Power converters are well-known power electronic devices that work as inverters (DC/AC converters) to convert a direct current (DC) (electrical current or voltage) into an alternating current (AC) (electrical current or voltage), or vice versa as rectifiers (AC/DC converters). Bidirectional power converters are also known, which allow energy to flow in both directions. A direct current is therefore present at one connection of the power converter and an alternating voltage is present at the other connection.

The DC voltage quantity is provided by a DC voltage source such as a battery, photovoltaic system, etc., or is absorbed by a DC voltage sink such as a battery, inverter, etc. The AC voltage quantity is absorbed by an AC voltage sink such as an AC grid, etc., or is provided by an AC voltage source such as an AC grid, wind turbine, etc.

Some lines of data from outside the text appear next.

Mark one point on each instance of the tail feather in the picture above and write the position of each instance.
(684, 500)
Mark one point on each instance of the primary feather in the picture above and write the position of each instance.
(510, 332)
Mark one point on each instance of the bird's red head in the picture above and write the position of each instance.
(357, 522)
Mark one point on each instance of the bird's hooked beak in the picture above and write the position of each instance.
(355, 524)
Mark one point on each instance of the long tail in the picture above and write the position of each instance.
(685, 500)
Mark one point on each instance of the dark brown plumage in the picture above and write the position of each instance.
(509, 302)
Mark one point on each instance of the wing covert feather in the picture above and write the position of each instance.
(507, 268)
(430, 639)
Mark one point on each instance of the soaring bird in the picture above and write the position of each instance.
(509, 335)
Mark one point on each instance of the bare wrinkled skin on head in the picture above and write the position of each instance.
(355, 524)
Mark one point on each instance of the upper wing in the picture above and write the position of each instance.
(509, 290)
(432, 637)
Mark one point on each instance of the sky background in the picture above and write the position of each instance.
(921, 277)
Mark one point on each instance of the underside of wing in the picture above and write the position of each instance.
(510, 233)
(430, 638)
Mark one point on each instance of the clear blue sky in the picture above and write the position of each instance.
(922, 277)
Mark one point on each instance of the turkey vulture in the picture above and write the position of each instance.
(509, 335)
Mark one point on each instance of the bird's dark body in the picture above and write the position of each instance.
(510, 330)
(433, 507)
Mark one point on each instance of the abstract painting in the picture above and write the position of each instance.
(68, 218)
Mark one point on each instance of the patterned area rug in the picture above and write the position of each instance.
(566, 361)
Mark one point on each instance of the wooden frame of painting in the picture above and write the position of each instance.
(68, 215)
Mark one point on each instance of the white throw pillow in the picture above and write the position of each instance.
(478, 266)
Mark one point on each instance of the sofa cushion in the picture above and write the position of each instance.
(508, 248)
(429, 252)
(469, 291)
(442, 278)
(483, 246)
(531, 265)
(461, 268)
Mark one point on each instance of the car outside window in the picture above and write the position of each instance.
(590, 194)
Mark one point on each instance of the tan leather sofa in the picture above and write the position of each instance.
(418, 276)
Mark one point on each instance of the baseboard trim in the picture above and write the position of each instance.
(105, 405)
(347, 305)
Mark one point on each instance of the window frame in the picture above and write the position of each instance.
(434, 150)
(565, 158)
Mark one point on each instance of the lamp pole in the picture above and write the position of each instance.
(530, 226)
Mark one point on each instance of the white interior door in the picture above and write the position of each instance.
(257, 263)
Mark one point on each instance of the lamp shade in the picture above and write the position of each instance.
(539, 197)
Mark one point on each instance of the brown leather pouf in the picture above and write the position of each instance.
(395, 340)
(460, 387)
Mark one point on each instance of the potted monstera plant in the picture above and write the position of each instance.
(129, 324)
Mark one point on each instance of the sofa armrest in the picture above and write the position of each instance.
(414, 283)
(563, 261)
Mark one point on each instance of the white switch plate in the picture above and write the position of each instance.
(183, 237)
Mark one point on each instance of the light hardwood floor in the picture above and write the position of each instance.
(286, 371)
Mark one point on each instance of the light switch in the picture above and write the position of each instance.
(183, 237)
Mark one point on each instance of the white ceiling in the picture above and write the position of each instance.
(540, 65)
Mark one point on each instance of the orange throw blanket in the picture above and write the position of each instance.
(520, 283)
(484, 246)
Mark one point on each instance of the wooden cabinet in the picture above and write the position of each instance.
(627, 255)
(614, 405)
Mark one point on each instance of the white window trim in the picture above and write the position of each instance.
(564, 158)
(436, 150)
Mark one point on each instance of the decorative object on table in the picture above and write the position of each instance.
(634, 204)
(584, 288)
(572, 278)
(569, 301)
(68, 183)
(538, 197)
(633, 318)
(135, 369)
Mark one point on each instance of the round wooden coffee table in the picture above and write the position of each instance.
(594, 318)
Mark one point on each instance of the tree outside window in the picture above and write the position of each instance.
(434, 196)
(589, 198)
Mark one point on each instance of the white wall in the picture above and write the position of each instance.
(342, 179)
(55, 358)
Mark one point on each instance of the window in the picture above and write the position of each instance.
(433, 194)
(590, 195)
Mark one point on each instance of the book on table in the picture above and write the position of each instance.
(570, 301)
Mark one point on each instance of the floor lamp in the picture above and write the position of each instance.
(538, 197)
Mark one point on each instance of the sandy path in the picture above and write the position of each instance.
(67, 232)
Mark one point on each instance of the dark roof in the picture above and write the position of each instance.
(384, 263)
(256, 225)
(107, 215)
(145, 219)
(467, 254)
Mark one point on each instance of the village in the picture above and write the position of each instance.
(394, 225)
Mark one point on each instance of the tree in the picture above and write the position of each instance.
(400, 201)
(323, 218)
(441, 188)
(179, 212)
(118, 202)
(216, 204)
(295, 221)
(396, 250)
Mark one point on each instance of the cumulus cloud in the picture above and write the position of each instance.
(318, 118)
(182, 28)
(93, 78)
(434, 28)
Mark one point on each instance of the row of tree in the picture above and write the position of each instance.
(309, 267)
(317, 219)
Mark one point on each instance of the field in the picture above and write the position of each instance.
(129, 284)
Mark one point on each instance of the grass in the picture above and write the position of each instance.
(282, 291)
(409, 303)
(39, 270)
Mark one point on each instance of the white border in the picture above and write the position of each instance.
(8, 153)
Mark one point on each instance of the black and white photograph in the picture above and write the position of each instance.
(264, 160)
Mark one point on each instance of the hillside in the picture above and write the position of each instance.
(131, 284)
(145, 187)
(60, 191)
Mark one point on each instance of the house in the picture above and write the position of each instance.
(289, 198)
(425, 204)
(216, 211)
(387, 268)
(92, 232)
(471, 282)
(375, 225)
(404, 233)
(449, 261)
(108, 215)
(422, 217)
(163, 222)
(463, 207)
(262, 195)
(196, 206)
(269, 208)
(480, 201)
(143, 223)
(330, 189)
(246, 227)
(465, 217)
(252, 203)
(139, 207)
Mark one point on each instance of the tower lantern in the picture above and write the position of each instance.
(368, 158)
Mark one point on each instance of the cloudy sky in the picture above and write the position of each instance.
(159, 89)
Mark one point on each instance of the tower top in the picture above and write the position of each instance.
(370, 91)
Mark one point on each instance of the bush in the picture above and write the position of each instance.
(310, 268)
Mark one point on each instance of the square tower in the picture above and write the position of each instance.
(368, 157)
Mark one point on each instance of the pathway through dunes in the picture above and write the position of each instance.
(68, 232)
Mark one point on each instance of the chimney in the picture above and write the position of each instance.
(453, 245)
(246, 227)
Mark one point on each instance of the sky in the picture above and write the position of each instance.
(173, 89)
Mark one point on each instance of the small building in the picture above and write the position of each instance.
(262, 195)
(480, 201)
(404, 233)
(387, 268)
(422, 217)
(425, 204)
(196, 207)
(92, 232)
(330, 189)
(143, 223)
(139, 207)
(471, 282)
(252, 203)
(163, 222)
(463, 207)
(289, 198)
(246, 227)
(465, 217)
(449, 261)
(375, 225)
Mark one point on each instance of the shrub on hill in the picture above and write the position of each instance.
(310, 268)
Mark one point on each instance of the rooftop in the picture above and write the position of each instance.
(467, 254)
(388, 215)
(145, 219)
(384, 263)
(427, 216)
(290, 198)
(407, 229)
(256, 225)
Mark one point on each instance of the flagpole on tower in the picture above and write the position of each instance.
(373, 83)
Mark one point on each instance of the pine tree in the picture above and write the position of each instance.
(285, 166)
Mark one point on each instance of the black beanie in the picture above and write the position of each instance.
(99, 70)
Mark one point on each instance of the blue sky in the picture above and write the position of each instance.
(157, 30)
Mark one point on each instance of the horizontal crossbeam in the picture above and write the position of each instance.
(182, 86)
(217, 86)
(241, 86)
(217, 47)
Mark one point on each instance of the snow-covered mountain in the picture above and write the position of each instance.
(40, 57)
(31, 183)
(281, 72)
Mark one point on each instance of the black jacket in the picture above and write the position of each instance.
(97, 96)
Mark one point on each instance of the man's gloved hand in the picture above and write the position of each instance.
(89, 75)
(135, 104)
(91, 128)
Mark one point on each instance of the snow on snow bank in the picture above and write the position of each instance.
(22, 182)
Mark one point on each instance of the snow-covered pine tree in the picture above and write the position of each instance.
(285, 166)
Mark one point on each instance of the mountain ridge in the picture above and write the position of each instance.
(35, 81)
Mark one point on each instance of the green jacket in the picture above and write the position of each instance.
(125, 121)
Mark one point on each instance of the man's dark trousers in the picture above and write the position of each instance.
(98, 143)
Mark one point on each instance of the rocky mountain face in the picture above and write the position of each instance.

A DC intermediate circuit consisting of one or more intermediate circuit capacitors connected in series is usually provided between the DC part and the AC part of the converter. A DC/AC converter, which is at least unidirectional, is connected to the DC intermediate circuit, which converts the intermediate circuit voltage into an AC voltage of the converter, or converts an AC voltage of the converter into an intermediate circuit voltage.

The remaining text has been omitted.